Jiwa perempuan itu akan tampak bengkoknya di dalam mempertimbangkan sesuatu keuntungan dan muslihat yang umum, jika bertentangan dengan muslihat rumah tangga. Seorang suami yang sedang kesusahan belanja, tidaklah boleh dengan kekerasan meminta supaya istrinya meminjami perhiasan gelang dan subang emasnya untuk digadaikan sementara guna dijadikan modal, meskipun menurut akal yang waras, sudahlah patut dia menyerahkan pada waktu itu, sebab barang itu pun digunakan untuk pertahanan di waktu sangat susah.
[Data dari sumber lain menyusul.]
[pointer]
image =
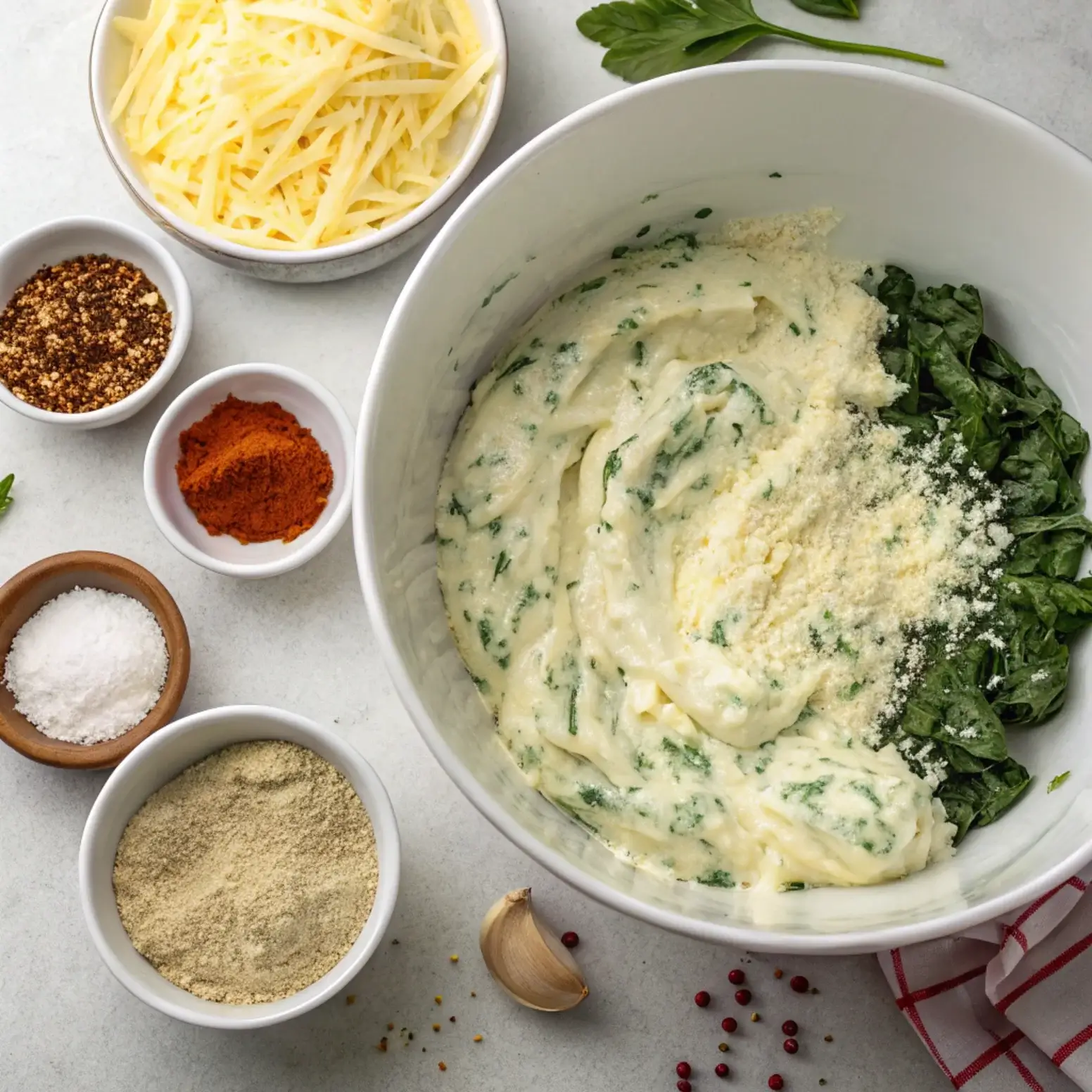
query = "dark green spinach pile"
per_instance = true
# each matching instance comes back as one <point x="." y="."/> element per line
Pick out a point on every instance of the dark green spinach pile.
<point x="1003" y="417"/>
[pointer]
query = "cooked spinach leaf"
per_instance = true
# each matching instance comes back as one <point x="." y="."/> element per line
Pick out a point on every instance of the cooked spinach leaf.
<point x="963" y="385"/>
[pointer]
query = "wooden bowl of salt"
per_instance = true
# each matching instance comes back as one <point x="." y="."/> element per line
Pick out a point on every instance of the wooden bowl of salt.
<point x="37" y="585"/>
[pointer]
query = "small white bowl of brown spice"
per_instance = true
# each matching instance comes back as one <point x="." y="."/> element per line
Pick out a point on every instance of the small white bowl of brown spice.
<point x="239" y="868"/>
<point x="94" y="319"/>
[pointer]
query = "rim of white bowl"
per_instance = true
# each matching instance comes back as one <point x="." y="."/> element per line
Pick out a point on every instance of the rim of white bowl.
<point x="751" y="938"/>
<point x="182" y="319"/>
<point x="116" y="153"/>
<point x="387" y="890"/>
<point x="310" y="543"/>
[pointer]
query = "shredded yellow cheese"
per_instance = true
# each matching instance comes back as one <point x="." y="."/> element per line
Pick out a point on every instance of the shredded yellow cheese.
<point x="291" y="125"/>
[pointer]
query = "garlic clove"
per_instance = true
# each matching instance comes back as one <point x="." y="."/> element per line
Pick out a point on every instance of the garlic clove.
<point x="528" y="963"/>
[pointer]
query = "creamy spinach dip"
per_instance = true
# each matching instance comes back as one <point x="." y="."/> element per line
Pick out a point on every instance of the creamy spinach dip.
<point x="684" y="560"/>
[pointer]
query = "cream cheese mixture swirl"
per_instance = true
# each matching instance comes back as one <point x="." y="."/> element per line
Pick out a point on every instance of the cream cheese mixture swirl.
<point x="682" y="556"/>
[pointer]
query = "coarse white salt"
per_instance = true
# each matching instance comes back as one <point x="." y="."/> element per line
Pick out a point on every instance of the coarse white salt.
<point x="87" y="666"/>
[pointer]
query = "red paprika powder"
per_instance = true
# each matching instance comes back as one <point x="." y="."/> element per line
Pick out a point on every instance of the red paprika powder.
<point x="251" y="471"/>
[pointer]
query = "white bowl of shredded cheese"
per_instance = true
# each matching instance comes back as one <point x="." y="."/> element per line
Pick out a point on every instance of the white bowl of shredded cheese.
<point x="948" y="186"/>
<point x="297" y="141"/>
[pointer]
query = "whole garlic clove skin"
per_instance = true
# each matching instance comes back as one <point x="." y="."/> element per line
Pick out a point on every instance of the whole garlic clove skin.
<point x="530" y="963"/>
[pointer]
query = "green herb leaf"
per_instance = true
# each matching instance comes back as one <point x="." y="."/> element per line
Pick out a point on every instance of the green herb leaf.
<point x="833" y="9"/>
<point x="647" y="39"/>
<point x="1058" y="782"/>
<point x="1015" y="428"/>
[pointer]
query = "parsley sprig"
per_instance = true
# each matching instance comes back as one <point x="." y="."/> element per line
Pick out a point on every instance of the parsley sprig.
<point x="646" y="39"/>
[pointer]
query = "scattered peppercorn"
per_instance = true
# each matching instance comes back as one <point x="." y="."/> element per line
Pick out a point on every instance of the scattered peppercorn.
<point x="83" y="334"/>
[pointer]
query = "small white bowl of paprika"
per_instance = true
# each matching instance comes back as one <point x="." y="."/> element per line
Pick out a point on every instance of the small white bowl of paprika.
<point x="249" y="471"/>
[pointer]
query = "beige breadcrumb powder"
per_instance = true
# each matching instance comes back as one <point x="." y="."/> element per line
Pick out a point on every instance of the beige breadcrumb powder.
<point x="248" y="876"/>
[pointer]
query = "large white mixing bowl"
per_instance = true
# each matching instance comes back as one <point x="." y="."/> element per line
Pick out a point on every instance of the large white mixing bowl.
<point x="948" y="185"/>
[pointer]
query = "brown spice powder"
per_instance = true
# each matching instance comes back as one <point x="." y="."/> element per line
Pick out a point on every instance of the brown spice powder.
<point x="248" y="876"/>
<point x="83" y="334"/>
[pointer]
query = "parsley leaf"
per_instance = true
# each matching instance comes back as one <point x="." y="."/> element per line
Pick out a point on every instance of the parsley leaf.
<point x="646" y="39"/>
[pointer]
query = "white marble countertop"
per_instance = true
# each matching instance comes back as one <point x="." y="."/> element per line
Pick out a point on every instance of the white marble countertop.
<point x="303" y="642"/>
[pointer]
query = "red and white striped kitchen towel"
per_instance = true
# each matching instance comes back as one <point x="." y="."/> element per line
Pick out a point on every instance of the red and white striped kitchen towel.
<point x="1008" y="1006"/>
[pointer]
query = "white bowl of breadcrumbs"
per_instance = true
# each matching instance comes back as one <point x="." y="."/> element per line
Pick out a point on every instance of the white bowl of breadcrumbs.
<point x="239" y="868"/>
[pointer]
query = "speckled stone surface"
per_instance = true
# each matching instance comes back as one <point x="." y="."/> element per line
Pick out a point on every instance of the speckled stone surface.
<point x="303" y="642"/>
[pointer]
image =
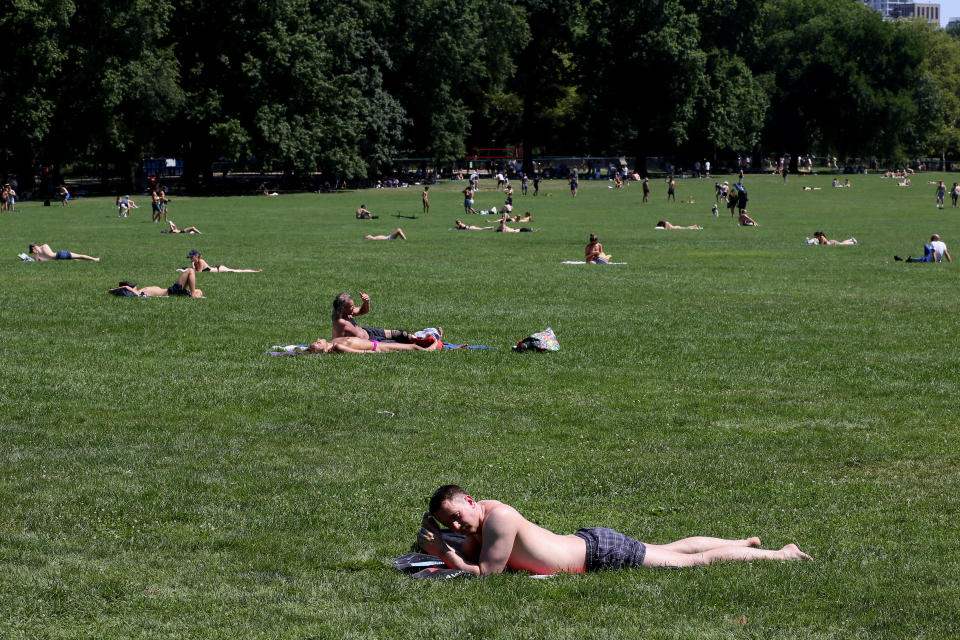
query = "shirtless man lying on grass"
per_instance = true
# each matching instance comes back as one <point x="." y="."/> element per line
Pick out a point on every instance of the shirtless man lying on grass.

Kalau diminta dengan keras, dia akan bertahan. Kalau sama-sama keras, cerailah yang akan timbul. Tetapi kalau laki-laki mengenal rahasia jiwa perempuan yang bengkok itu, dia mesti menjauhi jalan kekerasan. Setengah dari sifat bengkoknya jiwa perempuan ialah jelas iba kepada orang yang sedang susah. Kalau kelihatan nyata oleh istrinya bahwa dia susah, dan kalau ditanyai oleh istri, tidak lekas-lekas menyatakan kesusahan itu, dia akan gelisah melihat kesusahan suaminya. Dia tidak akan enak makan dan tidak akan terpicing matanya tidur karena melihat kesusahan yang menimpa suaminya yang sangat dicintainya itu. Kalau si suami pandai, dia sendiri yang akan menanggalkan gelang atau subangnya itu, untuk dikorbankannya bagi kepentingan suaminya. Inilah satu contoh!
Contoh yang lain ialah keinginannya akan perhiasan. Kalau si laki-laki tidak pandai membimbing, berapa saja belanja tidaklah akan cukup untuk memenuhi keinginannya akan perhiasan. Kalau si suami keras, bakhil, cerailah yang akan timbul. Tetapi kalau si suami memperturutkan saja keinginan-keinginan istrinya itu, akan sangsailah (sengsaralah) mereka dalam rumah tangga, sehingga berapa pun persediaan belanja tidaklah akan sedang-menyedang.
Kalau laki-laki tidak mengenal bengkoknya jiwa istri ini lalu bersikap keras, akan terjadilah perceraian. Atau kalau diperturutkan saja, akhirnya karena tidak terpikul, cerai juga yang akan timbul. Sebab itu, hadits ini memberikan tuntunan yang sangat mendalam agar laki-laki jangan lekas-lepas menjatuhkan talak kau tidak puas dengan perangai istrinya. Orang Minangkabau mempunyai pepatah “tidak ada lesung yang tidak berdetak", artinya tidak ada perempuan seorang pun yang sunyi dari kelemahan jiwa yang demikian.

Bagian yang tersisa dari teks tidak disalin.